The Civil War comes alive as never before in this extraordinary collection of colorized photographs from the era. Not only does it feature portraits of famous leaders and ordinary soldiers but also vignettes of American life during the conflict: scenes from urban and plantation life; destroyed cities; contested battlefields.

Here, TIME commissioned Sanna Dullaway, a photo editor based in Sweden, to colorize some of the most iconic images of the Civil War. The end result, which can take up to three hours to achieve per picture, offers a novel and contemporary perspective to history.

The American Civil War (April 12, 1861 – May 9, 1865) (also known by other names) was a civil war in the United States fought between the Union (forces remaining loyal to the federal union, or “the North”), and the Confederacy (forces from southern states that voted to secede — “the South”).[e] The central cause of the war was the status of slavery, especially the expansion of slavery into territories acquired as a result of the Louisiana Purchase and the Mexican–American War.
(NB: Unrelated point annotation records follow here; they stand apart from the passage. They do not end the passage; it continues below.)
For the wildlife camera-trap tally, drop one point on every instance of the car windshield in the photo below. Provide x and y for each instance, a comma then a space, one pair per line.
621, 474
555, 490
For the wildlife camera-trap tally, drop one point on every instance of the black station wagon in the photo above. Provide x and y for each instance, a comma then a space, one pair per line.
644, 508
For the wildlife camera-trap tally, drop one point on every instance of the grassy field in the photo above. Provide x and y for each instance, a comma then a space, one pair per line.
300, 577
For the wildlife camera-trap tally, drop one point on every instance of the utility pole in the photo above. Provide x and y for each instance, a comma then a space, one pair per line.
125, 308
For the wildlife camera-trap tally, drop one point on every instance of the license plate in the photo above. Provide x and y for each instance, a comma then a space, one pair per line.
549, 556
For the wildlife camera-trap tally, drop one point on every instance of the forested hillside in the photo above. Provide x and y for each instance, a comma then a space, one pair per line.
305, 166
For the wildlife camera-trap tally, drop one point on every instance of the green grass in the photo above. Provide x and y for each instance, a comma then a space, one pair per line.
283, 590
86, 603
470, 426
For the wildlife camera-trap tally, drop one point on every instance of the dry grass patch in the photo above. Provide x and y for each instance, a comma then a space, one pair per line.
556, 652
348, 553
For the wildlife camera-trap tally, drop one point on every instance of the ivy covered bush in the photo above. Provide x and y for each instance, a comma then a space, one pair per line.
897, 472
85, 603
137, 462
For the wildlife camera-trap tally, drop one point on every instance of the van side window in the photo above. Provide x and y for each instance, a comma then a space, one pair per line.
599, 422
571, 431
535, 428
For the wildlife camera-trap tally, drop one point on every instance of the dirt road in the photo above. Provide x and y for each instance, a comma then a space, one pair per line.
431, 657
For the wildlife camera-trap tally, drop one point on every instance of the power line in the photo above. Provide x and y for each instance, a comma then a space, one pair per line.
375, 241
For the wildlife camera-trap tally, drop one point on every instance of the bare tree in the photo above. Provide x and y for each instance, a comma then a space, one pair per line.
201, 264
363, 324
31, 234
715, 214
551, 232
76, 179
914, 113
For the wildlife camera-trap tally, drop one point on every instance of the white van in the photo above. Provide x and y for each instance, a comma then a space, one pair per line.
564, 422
On the eve of the Civil War in 1860, four million of the 32 million Americans (~13%) were enslaved black people, almost all in the South.

The practice of slavery in the United States was one of the key political issues of the 19th century. Decades of political unrest over slavery led up to the war. Disunion came after Abraham Lincoln won the 1860 United States presidential election on an anti-slavery expansion platform. An initial seven Southern slave states declared their secession from the country to form the Confederacy. Confederate forces seized federal forts within territory they claimed. The last minute Crittenden Compromise tried to avert conflict but failed; both sides prepared for war. Fighting broke out in April 1861 when the Confederate army began the Battle of Fort Sumter in South Carolina, just over a month after the first inauguration of Abraham Lincoln. The Confederacy grew to control at least a majority of territory in eleven states (out of the 34 U.S. states in February 1861), and asserted claims to two more. The states that remained loyal to the federal government were known as the Union. Both sides raised large volunteer and conscription armies. Four years of intense combat, mostly in the South, ensued.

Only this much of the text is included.